To calculate the quantity of heat transferred to the rod, we can use the formula:
\[ Q = \text{Mass of coal burned} \times \text{Heat value of coal} \times \text{Percentage of heat transferred} \]
However, we need the heat value of the coal to conduct this calculation. The heat value can vary depending on the type of coal, but a common approximate value for sub-bituminous coal is about 24 MJ/kg.
First, let's convert the mass of coal burned from grams to kilograms:
\[ \text{Mass of coal burned} = 750 , \text{g} = 0.750 , \text{kg} \]

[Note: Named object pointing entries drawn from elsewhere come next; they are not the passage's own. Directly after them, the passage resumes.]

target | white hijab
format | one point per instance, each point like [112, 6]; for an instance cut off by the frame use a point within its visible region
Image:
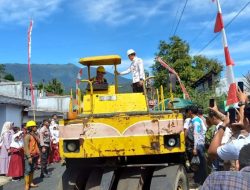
[17, 140]
[6, 127]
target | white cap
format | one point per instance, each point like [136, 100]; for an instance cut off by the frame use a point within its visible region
[130, 51]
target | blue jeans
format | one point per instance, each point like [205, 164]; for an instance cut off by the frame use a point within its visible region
[201, 174]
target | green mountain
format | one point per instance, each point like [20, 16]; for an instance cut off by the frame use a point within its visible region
[65, 73]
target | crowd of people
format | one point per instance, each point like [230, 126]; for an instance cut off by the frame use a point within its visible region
[27, 148]
[218, 146]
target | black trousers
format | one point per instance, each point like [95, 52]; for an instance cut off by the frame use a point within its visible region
[137, 87]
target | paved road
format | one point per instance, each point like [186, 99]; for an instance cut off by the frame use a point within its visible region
[44, 184]
[51, 182]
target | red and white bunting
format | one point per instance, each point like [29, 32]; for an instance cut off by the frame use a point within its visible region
[219, 27]
[78, 81]
[29, 66]
[164, 64]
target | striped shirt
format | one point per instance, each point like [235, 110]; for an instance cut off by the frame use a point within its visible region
[228, 180]
[199, 131]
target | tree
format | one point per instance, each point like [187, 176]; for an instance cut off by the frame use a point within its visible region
[9, 77]
[54, 86]
[189, 68]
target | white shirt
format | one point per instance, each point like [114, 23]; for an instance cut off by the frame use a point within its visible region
[137, 70]
[187, 123]
[227, 134]
[231, 150]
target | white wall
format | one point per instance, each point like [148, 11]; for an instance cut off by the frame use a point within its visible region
[14, 114]
[53, 103]
[2, 115]
[11, 89]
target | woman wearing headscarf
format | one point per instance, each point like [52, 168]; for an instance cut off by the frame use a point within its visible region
[16, 166]
[5, 141]
[55, 144]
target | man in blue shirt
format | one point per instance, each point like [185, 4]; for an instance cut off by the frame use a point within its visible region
[198, 130]
[229, 180]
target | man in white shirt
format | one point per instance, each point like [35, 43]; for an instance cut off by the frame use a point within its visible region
[137, 70]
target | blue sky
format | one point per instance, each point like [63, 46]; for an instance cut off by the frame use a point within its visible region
[66, 30]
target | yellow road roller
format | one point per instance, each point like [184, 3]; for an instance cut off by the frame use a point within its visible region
[115, 141]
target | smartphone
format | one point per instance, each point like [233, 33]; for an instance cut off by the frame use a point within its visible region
[241, 86]
[232, 115]
[211, 102]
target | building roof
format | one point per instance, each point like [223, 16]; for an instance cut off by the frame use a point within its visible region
[14, 101]
[204, 78]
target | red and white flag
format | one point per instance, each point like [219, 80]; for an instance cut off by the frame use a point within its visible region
[164, 64]
[78, 81]
[29, 58]
[219, 27]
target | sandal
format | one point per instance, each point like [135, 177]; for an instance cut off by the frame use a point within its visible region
[32, 185]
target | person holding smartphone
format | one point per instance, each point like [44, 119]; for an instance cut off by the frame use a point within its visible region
[230, 151]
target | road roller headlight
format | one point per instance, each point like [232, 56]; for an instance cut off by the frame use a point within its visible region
[171, 141]
[71, 146]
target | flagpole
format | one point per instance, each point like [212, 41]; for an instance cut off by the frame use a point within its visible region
[219, 27]
[29, 69]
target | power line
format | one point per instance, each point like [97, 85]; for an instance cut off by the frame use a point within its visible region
[224, 27]
[180, 18]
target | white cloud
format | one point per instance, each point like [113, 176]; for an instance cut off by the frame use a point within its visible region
[243, 62]
[117, 12]
[20, 11]
[236, 48]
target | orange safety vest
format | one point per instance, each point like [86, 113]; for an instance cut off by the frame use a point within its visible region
[33, 146]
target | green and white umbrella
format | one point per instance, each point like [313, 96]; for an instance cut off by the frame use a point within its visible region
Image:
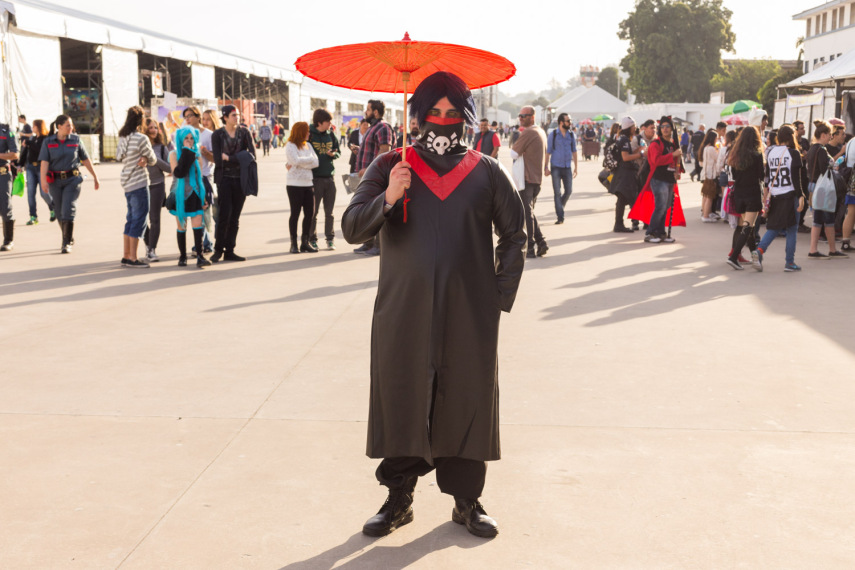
[741, 106]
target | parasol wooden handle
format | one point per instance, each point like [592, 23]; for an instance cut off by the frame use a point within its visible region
[405, 77]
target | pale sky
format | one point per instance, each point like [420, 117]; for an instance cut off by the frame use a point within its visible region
[543, 39]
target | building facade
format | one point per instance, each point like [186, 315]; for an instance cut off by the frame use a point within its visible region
[829, 32]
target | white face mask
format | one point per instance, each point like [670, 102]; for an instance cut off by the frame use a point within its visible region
[441, 136]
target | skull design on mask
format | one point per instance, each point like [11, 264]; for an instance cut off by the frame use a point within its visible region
[440, 144]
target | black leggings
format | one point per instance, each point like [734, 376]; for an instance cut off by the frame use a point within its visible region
[157, 194]
[300, 198]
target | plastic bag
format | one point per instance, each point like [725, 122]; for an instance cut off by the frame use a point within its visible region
[824, 196]
[518, 172]
[19, 184]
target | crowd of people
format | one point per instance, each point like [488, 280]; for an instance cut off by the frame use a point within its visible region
[750, 177]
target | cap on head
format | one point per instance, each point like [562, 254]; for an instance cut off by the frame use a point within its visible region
[227, 110]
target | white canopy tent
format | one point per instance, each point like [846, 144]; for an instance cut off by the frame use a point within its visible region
[30, 32]
[822, 94]
[832, 74]
[588, 102]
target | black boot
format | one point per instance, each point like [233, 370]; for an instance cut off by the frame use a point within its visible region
[305, 246]
[66, 236]
[396, 511]
[200, 259]
[471, 513]
[62, 232]
[181, 238]
[8, 236]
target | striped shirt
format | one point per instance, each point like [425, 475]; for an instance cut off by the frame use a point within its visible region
[131, 149]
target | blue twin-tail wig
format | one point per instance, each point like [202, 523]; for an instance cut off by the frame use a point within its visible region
[194, 176]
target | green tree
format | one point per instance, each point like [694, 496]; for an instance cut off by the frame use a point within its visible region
[675, 48]
[610, 81]
[743, 78]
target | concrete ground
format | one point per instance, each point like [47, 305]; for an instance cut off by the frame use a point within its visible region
[659, 409]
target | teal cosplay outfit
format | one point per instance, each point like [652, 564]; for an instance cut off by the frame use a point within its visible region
[188, 178]
[188, 198]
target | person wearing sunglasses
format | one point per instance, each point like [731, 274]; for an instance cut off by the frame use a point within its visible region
[531, 146]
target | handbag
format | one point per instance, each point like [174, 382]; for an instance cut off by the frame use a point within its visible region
[518, 172]
[19, 184]
[605, 178]
[171, 203]
[824, 196]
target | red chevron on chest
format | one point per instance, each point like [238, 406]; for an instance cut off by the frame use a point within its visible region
[443, 186]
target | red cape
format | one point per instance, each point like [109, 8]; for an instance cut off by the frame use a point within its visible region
[643, 207]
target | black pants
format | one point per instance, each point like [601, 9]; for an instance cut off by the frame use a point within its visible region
[698, 169]
[532, 228]
[620, 209]
[324, 194]
[454, 475]
[157, 195]
[230, 205]
[301, 199]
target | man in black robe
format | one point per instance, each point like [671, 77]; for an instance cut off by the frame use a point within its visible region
[434, 385]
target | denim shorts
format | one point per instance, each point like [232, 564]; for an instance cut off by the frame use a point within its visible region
[822, 218]
[138, 205]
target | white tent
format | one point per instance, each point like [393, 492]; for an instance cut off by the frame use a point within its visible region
[840, 70]
[31, 70]
[588, 102]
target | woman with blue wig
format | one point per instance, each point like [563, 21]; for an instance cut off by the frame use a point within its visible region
[190, 199]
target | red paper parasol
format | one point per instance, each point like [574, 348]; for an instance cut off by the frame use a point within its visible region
[399, 67]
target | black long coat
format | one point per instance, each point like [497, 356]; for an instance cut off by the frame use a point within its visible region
[434, 375]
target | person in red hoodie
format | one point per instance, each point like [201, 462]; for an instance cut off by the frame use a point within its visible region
[660, 193]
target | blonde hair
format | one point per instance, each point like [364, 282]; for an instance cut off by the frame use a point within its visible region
[820, 128]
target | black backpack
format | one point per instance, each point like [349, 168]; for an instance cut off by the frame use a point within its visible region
[610, 156]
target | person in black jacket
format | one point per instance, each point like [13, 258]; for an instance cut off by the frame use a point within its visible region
[434, 395]
[227, 143]
[697, 143]
[746, 163]
[29, 159]
[355, 141]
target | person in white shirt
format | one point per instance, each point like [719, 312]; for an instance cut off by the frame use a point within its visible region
[300, 159]
[783, 193]
[849, 220]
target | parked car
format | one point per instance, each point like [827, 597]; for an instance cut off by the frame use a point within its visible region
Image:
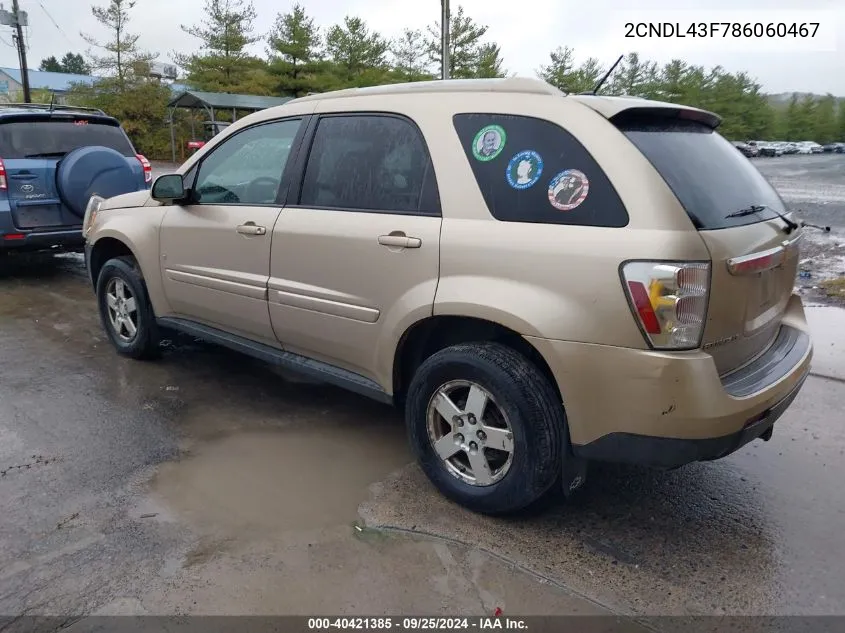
[749, 151]
[767, 149]
[52, 159]
[411, 242]
[210, 130]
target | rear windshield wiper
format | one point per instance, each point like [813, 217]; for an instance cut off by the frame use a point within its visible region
[46, 155]
[759, 208]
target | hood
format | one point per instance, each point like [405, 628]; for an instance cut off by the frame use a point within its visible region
[134, 199]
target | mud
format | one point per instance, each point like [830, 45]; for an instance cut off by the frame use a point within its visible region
[814, 187]
[206, 483]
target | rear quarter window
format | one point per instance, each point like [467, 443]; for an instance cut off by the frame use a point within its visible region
[532, 170]
[56, 137]
[711, 179]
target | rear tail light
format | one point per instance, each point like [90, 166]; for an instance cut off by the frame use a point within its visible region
[148, 169]
[669, 301]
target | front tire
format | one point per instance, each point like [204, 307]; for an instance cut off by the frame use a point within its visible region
[486, 427]
[125, 310]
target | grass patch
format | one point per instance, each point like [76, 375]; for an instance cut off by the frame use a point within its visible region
[834, 288]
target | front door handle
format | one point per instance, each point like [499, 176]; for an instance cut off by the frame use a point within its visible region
[250, 228]
[399, 240]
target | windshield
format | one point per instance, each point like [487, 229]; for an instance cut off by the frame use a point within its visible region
[709, 177]
[51, 138]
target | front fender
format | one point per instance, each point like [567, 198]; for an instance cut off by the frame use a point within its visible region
[141, 236]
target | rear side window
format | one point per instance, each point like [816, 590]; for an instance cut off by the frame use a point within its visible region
[369, 162]
[55, 138]
[708, 176]
[532, 170]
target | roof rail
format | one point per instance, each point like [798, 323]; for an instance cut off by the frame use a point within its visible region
[47, 106]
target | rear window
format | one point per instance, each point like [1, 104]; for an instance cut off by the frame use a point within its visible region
[55, 138]
[532, 170]
[709, 177]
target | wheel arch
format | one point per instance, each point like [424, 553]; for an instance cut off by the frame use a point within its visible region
[428, 336]
[104, 249]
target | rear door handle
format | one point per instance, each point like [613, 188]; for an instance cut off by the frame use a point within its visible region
[250, 228]
[400, 241]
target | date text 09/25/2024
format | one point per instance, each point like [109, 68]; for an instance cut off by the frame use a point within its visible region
[779, 30]
[415, 624]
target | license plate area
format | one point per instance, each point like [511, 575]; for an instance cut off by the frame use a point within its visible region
[39, 216]
[766, 299]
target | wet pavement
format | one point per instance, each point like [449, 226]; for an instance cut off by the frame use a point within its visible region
[206, 482]
[814, 187]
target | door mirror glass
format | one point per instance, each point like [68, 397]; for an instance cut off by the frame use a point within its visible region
[168, 188]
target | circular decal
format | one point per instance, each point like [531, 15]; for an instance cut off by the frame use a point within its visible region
[489, 142]
[524, 169]
[568, 189]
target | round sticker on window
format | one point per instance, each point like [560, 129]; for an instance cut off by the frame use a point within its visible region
[568, 189]
[489, 142]
[524, 169]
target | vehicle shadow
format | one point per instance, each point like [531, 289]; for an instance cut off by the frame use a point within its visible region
[41, 265]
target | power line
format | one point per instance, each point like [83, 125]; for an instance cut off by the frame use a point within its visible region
[56, 24]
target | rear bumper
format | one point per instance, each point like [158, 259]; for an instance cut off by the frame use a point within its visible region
[667, 452]
[66, 239]
[667, 409]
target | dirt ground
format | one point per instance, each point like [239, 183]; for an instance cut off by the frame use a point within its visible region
[208, 483]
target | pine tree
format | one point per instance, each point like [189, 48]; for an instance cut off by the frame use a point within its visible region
[410, 56]
[51, 65]
[560, 72]
[223, 63]
[358, 54]
[294, 49]
[465, 45]
[489, 64]
[122, 58]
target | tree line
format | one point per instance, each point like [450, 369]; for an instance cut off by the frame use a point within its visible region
[301, 57]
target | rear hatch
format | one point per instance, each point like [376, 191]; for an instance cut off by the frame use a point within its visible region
[31, 147]
[754, 250]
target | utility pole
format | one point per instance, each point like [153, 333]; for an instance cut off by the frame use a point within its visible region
[19, 19]
[444, 44]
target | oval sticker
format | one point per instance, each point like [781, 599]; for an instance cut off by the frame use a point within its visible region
[568, 189]
[524, 169]
[489, 142]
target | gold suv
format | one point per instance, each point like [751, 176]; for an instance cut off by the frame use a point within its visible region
[538, 279]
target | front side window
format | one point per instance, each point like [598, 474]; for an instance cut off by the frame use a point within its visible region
[532, 170]
[45, 138]
[369, 163]
[247, 168]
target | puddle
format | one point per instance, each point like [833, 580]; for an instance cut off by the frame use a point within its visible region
[287, 480]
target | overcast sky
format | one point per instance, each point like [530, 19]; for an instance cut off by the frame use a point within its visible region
[526, 31]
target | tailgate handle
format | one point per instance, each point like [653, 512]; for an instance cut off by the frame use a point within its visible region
[757, 262]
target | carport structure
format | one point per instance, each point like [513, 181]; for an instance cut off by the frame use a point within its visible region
[215, 102]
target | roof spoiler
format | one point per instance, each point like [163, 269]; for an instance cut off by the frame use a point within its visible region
[51, 106]
[637, 113]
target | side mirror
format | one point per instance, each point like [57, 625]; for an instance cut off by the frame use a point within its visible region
[168, 188]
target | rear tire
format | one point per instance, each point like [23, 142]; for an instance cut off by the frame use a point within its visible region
[125, 309]
[503, 448]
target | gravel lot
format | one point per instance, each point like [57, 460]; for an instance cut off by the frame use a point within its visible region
[814, 187]
[207, 483]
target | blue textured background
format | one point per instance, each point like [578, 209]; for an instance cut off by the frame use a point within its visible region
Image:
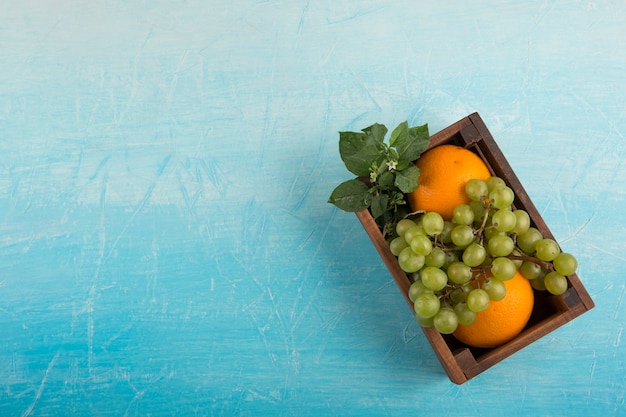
[165, 243]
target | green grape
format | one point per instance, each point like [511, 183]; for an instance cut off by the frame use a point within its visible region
[410, 261]
[433, 223]
[494, 182]
[503, 268]
[500, 246]
[476, 188]
[477, 300]
[538, 283]
[565, 264]
[421, 245]
[434, 278]
[416, 289]
[547, 249]
[446, 321]
[459, 273]
[464, 315]
[447, 230]
[397, 245]
[527, 241]
[555, 283]
[404, 225]
[530, 270]
[474, 254]
[436, 258]
[462, 235]
[491, 232]
[459, 294]
[522, 223]
[501, 197]
[518, 262]
[504, 220]
[426, 304]
[495, 289]
[451, 257]
[411, 232]
[463, 214]
[424, 321]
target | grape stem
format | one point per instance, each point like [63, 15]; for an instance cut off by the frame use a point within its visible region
[543, 264]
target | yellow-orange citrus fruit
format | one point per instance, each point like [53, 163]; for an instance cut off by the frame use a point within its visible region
[444, 171]
[502, 320]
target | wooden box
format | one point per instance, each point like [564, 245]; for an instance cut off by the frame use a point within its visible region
[459, 361]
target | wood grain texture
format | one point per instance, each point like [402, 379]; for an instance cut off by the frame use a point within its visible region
[165, 239]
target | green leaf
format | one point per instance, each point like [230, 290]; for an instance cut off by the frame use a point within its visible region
[400, 133]
[386, 180]
[379, 205]
[413, 144]
[377, 132]
[352, 195]
[359, 150]
[406, 180]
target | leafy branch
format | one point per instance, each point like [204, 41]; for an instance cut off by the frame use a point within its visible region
[385, 172]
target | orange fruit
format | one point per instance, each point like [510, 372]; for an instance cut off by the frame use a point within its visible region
[502, 320]
[444, 171]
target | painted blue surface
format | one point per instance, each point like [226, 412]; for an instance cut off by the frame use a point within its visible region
[165, 243]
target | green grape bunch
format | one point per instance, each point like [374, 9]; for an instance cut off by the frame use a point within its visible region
[458, 267]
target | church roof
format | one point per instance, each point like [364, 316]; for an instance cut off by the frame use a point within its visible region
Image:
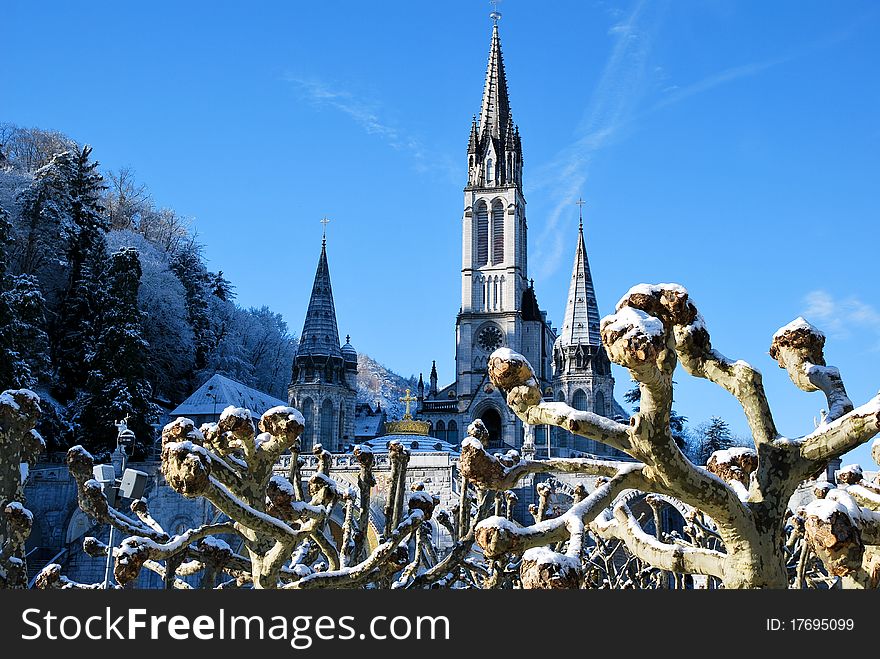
[320, 336]
[348, 351]
[495, 110]
[218, 392]
[581, 323]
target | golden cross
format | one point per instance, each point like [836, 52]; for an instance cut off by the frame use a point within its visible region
[495, 15]
[580, 203]
[407, 399]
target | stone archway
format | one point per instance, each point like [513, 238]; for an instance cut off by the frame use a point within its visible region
[491, 418]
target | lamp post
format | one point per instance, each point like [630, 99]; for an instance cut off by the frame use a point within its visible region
[130, 486]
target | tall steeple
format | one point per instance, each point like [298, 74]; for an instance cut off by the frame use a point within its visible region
[320, 335]
[581, 323]
[323, 382]
[494, 147]
[495, 110]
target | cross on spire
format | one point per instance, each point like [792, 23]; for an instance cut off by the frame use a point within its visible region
[580, 204]
[495, 15]
[409, 398]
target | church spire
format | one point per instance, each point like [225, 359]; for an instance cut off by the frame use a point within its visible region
[494, 147]
[581, 323]
[495, 110]
[320, 335]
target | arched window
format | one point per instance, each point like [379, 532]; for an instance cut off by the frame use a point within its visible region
[307, 407]
[492, 420]
[497, 232]
[341, 425]
[327, 425]
[600, 403]
[482, 233]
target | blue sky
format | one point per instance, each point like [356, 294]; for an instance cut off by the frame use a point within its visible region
[730, 146]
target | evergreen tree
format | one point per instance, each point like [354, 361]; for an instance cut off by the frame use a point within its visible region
[715, 435]
[84, 228]
[197, 282]
[23, 343]
[117, 384]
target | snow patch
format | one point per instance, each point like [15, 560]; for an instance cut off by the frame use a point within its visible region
[216, 543]
[283, 485]
[633, 322]
[798, 323]
[507, 354]
[726, 456]
[546, 556]
[472, 442]
[651, 289]
[291, 412]
[824, 509]
[16, 506]
[237, 412]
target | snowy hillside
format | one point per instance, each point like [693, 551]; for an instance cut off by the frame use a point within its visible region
[377, 383]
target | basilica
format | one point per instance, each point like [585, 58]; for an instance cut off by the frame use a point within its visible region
[499, 308]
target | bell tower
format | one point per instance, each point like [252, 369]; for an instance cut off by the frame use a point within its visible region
[498, 304]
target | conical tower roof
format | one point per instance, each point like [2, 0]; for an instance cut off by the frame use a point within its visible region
[320, 335]
[581, 323]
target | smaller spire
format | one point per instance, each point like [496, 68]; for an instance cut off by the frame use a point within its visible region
[432, 390]
[474, 138]
[495, 15]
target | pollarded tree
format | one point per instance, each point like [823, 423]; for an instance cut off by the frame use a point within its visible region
[842, 527]
[283, 530]
[745, 492]
[19, 443]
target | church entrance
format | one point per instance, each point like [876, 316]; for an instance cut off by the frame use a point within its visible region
[492, 420]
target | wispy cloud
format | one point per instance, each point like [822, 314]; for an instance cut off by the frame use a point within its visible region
[612, 107]
[366, 113]
[677, 93]
[614, 110]
[842, 318]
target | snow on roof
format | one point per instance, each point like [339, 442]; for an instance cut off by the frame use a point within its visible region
[220, 392]
[796, 324]
[506, 353]
[413, 443]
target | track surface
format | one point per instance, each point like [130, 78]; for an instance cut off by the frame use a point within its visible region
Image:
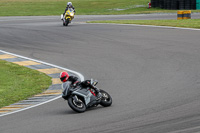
[153, 75]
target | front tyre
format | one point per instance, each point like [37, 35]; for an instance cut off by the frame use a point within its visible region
[106, 99]
[77, 105]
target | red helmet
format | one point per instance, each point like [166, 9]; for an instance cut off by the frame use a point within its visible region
[64, 76]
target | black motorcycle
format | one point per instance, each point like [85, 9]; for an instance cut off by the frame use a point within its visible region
[80, 99]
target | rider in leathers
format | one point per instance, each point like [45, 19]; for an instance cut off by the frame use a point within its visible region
[69, 5]
[75, 82]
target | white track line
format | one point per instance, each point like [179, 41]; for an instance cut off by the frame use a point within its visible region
[80, 76]
[152, 26]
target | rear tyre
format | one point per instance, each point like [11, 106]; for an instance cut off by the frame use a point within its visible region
[77, 106]
[106, 99]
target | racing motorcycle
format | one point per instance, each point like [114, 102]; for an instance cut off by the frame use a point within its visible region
[67, 18]
[80, 99]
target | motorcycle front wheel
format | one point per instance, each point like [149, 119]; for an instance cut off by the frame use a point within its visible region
[106, 99]
[77, 105]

Now, we can calculate the total heat produced by the burned coal:
\[ Q_{\text{total}} = \text{Mass of coal burned} \times \text{Heat value of coal} \] \[ Q_{\text{total}} = 0.750 , \text{kg} \times 24 , \text{MJ/kg} = 18 , \text{MJ} = 18,000 , \text{kJ} \]
Now, we need to calculate the quantity of heat that is transferred to the rod, taking into account the 60% efficiency:
\[ Q_{\text{transferred}} = Q_{\text{total}} \times \text{Percentage of heat transferred} \] \[ Q_{\text{transferred}} = 18,000 , \text{kJ} \times 0.60 = 10,800 , \text{kJ} \]
Thus, the quantity of heat transferred to the rod is 10,800 kJ.